Hoisting its lung of ash, moon,
softly intertwined between the two of us;
sleep splattering from my body—wait for me:
together we will tread the solitude through which I've opened
a new way out to things.
Led to the buttress of your solid thirst,
(headdress of frail waves, distressed hips),
the meteorite of your body sets the seasons,
from the empty arc of its skin.
Our morning read was a rather spectacular spectacle. We had guests galore this week, and as usual we made them all read. K's father is visiting from Victoria, Otis showed up all smart and sleek, Kena came with Tomas and Freida and then, what do you know, Azaad walked in. Today's book of poetry gave them the spiel, if they are here, they must read - and read they did.
Kathryn, our Jr. Editor, thought it was one of the better offices reading we've ever had. Omar
Cáceres gets the blame.
And in the spirit of poetry Today's book of poetry has a few people to say hey to. Jim Wick, our Vermont poetry friend, helped to arrange the purchase of a small, but excellent poetry library. And he went way out of his way to do it. We will be grateful for ever. Pearl Pirie was visiting last week with her find husband Brian. She had some poetry books to drop off. Our offices have become that place where people take the poetry the can no longer handle. We've had to build more shelves.
Words to a Mirror
Brother, you, I will never comprehend;
I see in you such a deep and eerie fatalism,
you could as well be the eye of the Abyss,
or a tear shed by Death, already dead.
Without moving, in my hands, the world you seize
with the mute stupor of a deep outburst
and stone-faced you say: "know yourself,"
as if at some point my belief in you could cease!...

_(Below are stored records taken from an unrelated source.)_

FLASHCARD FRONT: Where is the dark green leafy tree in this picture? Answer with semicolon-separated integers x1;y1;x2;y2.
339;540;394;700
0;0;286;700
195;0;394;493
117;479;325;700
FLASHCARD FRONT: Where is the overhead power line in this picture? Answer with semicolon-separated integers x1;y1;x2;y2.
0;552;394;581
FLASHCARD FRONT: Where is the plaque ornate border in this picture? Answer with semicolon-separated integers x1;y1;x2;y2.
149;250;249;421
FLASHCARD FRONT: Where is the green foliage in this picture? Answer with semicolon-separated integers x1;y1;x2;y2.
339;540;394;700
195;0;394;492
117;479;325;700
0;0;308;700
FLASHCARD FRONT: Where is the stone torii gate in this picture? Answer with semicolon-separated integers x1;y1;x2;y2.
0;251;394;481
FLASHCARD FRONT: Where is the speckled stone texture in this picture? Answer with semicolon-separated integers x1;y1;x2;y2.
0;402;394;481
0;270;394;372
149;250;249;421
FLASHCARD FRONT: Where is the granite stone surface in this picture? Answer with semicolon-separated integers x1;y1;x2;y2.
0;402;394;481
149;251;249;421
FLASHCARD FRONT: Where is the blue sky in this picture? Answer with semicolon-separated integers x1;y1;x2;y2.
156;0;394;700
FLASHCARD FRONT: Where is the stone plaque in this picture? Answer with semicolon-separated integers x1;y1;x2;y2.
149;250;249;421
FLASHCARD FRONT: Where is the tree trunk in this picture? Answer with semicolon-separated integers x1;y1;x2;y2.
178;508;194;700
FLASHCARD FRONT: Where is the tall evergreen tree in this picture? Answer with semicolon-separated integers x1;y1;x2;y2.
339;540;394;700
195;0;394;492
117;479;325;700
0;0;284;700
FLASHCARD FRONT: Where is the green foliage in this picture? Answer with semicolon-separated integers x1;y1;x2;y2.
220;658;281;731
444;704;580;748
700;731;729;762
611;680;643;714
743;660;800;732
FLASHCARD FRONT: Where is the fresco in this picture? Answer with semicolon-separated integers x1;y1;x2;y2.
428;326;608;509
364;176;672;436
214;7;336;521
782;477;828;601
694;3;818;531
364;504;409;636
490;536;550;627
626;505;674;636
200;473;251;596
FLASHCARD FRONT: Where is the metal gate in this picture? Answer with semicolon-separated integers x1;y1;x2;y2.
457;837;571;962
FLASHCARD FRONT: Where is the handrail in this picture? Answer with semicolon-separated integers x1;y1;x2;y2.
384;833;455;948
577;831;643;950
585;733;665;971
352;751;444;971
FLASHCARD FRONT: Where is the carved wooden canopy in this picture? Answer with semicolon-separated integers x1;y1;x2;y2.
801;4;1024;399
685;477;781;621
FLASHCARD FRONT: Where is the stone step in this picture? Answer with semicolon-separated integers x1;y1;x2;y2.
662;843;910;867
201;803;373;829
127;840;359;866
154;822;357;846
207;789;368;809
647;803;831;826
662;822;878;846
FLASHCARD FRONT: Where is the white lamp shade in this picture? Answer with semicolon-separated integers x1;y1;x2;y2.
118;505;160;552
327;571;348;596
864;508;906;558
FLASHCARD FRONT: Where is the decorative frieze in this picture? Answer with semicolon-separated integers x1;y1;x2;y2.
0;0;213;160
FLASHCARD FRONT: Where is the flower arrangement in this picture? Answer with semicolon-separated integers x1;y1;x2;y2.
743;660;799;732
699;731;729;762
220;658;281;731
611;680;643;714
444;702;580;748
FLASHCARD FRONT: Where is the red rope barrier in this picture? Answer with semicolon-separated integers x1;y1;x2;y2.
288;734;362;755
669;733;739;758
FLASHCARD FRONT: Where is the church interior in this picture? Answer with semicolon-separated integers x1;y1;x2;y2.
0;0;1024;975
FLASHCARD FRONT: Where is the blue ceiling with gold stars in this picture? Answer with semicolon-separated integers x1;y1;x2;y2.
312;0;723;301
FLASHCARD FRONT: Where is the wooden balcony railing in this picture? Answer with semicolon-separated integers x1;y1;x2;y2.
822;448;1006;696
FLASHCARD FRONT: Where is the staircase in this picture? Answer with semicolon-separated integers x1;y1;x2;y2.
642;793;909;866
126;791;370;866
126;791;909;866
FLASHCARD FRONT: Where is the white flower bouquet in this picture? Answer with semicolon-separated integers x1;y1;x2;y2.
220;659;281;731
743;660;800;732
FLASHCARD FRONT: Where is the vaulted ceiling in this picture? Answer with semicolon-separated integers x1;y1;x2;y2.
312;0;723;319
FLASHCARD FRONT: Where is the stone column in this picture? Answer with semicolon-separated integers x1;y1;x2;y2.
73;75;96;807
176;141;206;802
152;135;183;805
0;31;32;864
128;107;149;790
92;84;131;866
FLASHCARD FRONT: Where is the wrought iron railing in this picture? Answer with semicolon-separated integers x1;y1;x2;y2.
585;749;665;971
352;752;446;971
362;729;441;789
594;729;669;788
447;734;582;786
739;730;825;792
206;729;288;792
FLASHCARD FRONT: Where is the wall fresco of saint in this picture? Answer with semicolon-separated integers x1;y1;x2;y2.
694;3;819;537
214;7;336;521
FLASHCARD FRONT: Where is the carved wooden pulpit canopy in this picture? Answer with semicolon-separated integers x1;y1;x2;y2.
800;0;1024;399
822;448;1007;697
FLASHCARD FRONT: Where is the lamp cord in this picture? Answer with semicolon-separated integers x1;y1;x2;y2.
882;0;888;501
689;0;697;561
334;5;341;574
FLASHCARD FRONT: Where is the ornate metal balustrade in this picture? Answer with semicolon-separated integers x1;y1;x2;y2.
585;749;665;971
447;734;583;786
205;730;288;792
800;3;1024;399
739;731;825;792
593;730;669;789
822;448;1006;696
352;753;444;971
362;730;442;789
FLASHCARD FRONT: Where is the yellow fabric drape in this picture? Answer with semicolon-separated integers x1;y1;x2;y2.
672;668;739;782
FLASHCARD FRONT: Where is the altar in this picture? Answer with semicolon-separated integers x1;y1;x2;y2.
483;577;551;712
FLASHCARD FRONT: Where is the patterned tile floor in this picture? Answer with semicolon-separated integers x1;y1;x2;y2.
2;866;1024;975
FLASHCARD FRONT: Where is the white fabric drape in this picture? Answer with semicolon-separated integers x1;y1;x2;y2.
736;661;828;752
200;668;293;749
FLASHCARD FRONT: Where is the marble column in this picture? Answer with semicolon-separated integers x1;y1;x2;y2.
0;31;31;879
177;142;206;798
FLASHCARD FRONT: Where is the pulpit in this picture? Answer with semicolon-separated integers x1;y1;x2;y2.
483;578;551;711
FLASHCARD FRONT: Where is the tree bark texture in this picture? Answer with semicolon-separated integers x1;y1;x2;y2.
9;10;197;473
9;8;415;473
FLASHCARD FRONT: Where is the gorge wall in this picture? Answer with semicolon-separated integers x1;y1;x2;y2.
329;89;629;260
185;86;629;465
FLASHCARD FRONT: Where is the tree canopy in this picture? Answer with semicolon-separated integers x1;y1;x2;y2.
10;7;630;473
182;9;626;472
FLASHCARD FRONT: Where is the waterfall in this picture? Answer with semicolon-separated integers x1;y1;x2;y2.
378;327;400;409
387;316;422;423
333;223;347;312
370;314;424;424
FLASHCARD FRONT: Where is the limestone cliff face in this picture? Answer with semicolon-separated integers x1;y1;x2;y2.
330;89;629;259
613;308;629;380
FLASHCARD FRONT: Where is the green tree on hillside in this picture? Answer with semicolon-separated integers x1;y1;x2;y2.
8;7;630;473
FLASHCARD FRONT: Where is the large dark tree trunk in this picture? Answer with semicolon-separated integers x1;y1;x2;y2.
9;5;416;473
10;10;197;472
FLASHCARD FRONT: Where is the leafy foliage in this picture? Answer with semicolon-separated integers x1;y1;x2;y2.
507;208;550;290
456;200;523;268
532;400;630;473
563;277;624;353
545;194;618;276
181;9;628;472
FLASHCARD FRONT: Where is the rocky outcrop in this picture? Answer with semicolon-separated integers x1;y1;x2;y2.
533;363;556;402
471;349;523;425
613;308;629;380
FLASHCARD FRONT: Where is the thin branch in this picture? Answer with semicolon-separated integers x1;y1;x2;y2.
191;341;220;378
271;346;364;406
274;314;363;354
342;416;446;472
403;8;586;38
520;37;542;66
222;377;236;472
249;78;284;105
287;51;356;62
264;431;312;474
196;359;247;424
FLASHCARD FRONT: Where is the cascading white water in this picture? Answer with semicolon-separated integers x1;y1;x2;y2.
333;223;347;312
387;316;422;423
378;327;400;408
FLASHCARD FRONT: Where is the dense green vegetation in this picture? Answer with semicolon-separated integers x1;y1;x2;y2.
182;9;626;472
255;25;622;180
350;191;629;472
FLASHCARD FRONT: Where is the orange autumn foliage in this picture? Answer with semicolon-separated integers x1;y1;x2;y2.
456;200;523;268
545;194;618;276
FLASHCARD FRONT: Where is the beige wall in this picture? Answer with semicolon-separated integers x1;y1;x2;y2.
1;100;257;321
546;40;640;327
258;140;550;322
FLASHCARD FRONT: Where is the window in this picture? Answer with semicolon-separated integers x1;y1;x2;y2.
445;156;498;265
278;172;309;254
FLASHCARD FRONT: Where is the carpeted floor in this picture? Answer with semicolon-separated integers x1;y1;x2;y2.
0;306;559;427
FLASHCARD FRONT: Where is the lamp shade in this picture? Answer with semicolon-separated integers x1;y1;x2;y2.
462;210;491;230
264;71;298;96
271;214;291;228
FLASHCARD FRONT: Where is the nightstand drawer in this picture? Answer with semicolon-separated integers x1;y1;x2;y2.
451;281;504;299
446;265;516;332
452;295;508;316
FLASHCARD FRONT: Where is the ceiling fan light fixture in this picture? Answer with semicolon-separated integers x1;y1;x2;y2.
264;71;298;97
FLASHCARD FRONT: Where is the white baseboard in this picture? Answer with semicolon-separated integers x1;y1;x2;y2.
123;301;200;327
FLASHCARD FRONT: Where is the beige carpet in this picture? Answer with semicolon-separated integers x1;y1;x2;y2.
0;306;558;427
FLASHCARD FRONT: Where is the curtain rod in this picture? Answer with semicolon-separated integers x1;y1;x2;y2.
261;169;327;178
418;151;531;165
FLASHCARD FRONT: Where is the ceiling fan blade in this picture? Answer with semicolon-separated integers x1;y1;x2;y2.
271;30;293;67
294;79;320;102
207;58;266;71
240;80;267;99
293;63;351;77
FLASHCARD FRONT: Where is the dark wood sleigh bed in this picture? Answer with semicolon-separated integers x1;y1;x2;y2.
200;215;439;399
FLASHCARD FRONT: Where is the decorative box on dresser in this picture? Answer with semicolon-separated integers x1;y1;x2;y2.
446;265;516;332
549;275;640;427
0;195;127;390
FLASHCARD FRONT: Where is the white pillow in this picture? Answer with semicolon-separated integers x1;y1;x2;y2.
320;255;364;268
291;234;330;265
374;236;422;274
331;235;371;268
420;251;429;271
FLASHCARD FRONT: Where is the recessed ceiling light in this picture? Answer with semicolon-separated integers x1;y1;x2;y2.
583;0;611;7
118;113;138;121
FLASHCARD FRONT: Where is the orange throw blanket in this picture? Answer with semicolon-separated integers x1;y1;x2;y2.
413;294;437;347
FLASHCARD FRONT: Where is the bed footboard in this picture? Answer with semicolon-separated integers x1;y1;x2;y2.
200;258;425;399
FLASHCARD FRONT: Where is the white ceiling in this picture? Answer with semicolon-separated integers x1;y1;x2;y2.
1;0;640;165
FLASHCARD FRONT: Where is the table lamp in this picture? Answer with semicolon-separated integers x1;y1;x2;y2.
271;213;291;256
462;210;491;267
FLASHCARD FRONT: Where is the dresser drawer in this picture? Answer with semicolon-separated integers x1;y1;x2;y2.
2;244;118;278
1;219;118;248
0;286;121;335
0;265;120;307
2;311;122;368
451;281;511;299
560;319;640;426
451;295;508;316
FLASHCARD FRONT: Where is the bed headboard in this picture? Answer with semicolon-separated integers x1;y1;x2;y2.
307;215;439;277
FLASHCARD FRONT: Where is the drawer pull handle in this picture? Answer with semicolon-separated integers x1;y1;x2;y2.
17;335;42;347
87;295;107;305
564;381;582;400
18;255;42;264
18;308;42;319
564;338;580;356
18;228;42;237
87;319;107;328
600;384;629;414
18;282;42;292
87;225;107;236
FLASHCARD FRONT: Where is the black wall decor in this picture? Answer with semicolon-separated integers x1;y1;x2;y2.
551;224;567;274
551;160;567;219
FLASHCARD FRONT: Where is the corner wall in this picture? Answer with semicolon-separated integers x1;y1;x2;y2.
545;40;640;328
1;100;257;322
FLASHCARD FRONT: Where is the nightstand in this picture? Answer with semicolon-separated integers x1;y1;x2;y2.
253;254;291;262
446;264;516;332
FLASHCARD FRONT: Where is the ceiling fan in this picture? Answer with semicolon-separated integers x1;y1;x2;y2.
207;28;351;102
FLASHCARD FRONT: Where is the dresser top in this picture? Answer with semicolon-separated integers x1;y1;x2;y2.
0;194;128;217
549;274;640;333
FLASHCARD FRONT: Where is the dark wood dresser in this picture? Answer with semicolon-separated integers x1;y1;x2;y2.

For its sky-like depth, how sweet is your sense;
nobody stops loving you, each afflicted countenance
pours its bitterness onto your clear source.
Tell me, who sleepless perpetually stays,
has some naked soul, upon its body's decay,
ever approached you, to meets its face?
Today's book of poetry was very pleased to be able to introduce you readers to Omar
Cáceres. Clearly the Chile was a hot bed of excellent poetry, Pablo Neruda was born the same year as Omar Cáceres, 1904. My favourite Chilean poet, Nicanor Parra was born ten years later, 1914.
Mónica de la Torre has opened up a new world for Today's book of poetry. Translators rarely get the attention or appreciation they deserve so we'd like to throw a big Today's book of poetry "Hey" in her direction.
ABOUT THE AUTHOROmar Cáceres (b. 1904) was a cult poet in the Chilean avant-garde. He published one book of poetry, Defense of the Idol (1934), with an introduction by Vicente Huidobro, of which only two copies survived after Cáceres tried to burn the entire print run upon publication due to the edition's numerous typos. He had ties with the Communist Party, and according to poet Jorge Teillier, played the violin in an orchestra of the blind. He was murdered by unknown assailants in 1943.
ABOUT THE TRANSLATOR
Mónica de la Torre is the author of six books of poetry, including The Happy End/All Welcome(UDP) and Feliz año nuevo, a volume of selected poetry published in Spain (Luces de Gálibo). Born and raised in Mexico City, she writes in, and translates into, Spanish and English. She teaches in the Literary Arts program at Brown University.